Spike is coming off a defeat to Jaime Munguia in San Antonio, Texas in January. The loss was the fourth of his 34-bout career.
However, Munguia got away with a lot of illegal punches in that bout which ended in an 11th round stoppage to the Mexican who was docked a point for a low blow early in the fight.
"I wish he didn't hit me with so many low blows. By the end of the fight, I was basically fighting with one leg because of all the low shots," said O'Sullivan, who won a lot of plaudits for his gutsy display in Texas.
"I would honestly love to manage fighters. I think I would do a much better job at that than training. I'm not looking forward to that side of life just yet," he added.

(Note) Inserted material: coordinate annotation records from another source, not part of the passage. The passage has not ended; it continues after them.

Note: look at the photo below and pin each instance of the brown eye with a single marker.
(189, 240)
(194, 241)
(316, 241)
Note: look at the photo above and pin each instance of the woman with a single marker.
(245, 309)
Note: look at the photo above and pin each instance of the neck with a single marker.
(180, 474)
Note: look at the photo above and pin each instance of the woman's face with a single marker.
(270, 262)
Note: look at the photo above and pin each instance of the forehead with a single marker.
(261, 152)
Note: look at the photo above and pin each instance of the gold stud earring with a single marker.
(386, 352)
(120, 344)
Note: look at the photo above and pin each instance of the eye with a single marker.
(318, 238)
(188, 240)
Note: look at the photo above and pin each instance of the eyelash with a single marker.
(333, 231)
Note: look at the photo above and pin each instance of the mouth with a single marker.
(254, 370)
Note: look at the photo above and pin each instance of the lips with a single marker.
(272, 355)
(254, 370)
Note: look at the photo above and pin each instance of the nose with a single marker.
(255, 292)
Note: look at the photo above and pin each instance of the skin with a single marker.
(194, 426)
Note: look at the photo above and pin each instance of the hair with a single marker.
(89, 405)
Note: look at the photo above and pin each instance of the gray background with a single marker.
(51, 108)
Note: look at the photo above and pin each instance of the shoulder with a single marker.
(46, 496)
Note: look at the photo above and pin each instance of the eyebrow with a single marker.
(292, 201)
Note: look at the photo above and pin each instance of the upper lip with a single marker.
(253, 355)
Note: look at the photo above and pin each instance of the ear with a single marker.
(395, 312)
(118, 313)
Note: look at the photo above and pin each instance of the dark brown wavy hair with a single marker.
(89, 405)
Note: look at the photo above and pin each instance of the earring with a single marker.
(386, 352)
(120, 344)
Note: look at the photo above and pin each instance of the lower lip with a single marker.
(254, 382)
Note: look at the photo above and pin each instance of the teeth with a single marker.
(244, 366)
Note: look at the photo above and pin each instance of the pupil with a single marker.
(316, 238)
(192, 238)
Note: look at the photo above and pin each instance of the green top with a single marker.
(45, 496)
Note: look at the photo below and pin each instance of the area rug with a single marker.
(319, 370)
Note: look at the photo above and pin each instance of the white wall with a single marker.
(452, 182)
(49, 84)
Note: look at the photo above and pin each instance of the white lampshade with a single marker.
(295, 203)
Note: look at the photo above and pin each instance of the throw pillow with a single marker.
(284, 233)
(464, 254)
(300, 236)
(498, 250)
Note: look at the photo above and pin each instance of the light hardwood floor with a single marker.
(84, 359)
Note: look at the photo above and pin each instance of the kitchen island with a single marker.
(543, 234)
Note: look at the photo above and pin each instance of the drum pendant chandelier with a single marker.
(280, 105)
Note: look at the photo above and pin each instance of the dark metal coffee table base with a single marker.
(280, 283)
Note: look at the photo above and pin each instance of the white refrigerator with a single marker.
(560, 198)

"I've been boxing for a long time, and my mission has yet to be completed."
In December 2017, he knocked out former middleweight prospect Antoine Douglas in the seventh round of their scheduled 10-round contest and Douglas hasn't fought since being battered into submission by the Cork man.
"That was probably the biggest victory of my career. I beat him, and I beat him up bad to the point that he didn't want to fight anymore. He hasn't laced up a pair of gloves since that night. I've ended the careers of multiple fighters," O'Sullivan recalled.
But the hard-punching Leesider admits that he has some regrets about the way his career has panned out over the last number of years.
"My biggest regret was pursuing my dream of becoming a world champion as a middleweight," he said.
"I've had nine bouts as a junior middleweight, and I wish I stayed at 154-pounds. The opportunities, however, were at 160, and unfortunately for me, I faced a lot of excellent fighters and bigger men."